Seeing now where they were looking, I tried again, “Looking for eagles?”

“Yeah, there’s a nice one.”

I looked where they pointed their chins and saw the bright head and big body of a female bald eagle in the upper branches of a Ponderosa.

Like them, I held the boat steady and enjoyed the stolid presence of such a magnificent bird, more than capable of picking a merganser, gull or cormorant off the water. I wished them a good afternoon and slipped away.

Throughout the afternoon I kept seeing this unusual boat with its long, open afterdeck and blunt prow. It powered up to Cedar Island where I have often found eagles, across to Elmo, back to the west shore of Wild Horse, and then down toward Polson.
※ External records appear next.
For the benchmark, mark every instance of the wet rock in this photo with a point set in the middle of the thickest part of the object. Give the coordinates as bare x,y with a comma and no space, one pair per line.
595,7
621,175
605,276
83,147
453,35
I surmised they were out in November simply for the joy of seeing eagles.

I paddled on, noticing changes—how a tiny foothold of a building on a northside lot had now become a cabin; how the island wore a beautiful necklace of woody debris in tan and gray, less visible at high water; how the leaden skies intensify the color of young Douglas fir trees born of fire.

To shorten the distance, I paddled off shore and did not go into Skeeko Bay but headed for the rocky point that marks its western entrance. In the distance I saw something strange, something in the water, something moving. I kept my eye on this spot as I closed the distance: a herd of 6 mule deer had walked out into the lake on the gravel that accumulates in this area. They waded up to their bellies and even their ribs, occasionally dipping their heads for a drink, if not a wash. They, too, were taking advantage of a gentle day. They, too, knew this spot where they could be in the lake not just on its margins. Because these deer are unaccustomed to predators, they let me approach, but they eventually turned and shook themselves off like dogs, something I had never seen before. I tried to get past the gate of the passcode on my phone so I could take a picture of this unusual behavior, but the thick neoprene would not allow me to get inside the phone. I considered pulling off the tight glove, but knowing how hard it would be to put it back on, I chose safety over a photograph and filed the image in my memory.
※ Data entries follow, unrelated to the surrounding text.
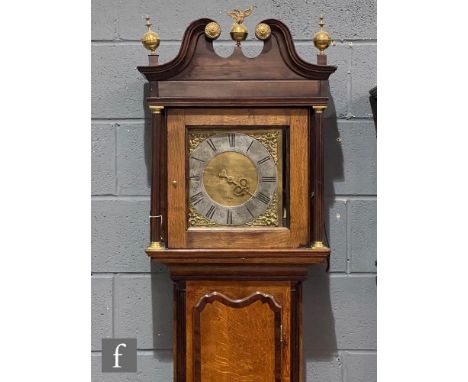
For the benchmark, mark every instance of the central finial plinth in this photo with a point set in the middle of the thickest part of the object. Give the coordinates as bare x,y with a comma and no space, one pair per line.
239,31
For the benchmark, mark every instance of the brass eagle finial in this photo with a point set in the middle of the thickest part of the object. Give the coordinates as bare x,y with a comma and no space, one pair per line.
239,31
239,15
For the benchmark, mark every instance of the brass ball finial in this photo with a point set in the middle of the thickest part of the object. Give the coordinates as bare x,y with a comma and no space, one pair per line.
150,39
322,39
212,30
263,31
I settled back into the process of stroking for shore when I heard the deep thrum of the boat that followed me into Osprey Cove. The men kindly circled me at a distance, something weekend boaters never do. I appreciated the wide birth and enjoyed the huge rolling swells from their wake that lifted me several feet in the air and then set me gently back down.
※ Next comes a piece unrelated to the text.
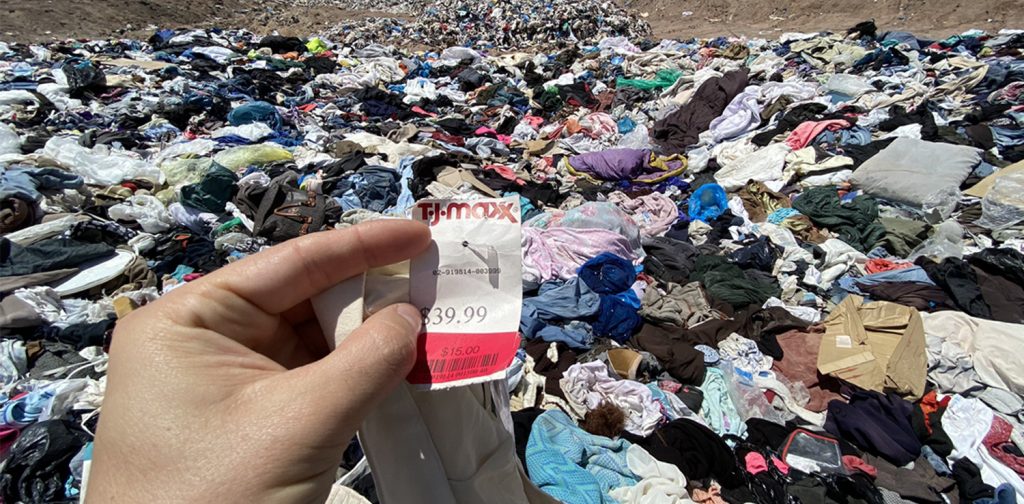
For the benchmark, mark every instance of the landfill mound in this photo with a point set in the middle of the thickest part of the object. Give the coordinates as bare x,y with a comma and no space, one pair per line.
717,17
29,19
768,269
The whole day the sun never showed itself, but in the south, down near the low topography of Big Arm, more light appeared beneath the heaviest clouds. It cast an orange glow on the water and combined with the shadows on the back side of little waves to create what seemed like a genetic code of light and shadow, a glimmering bar code of horizontal orange and gray dashes. I had never seen such light. This was the gift I had not expected.

In the way that climbers reach a summit by permission of the mountain, I had been granted permission by the lake to enjoy its gifts in mid to late November. I had nothing to tuck under a hatch or stow in a dry bag, only the gifts of transience, a big vessel passing at a respectful distance, its engine strangely comforting, light and shadow, the remains of life beneath a towering tree, the memory of deer moving out along a gravel bar far from shore. This was more than enough to carry me through winter.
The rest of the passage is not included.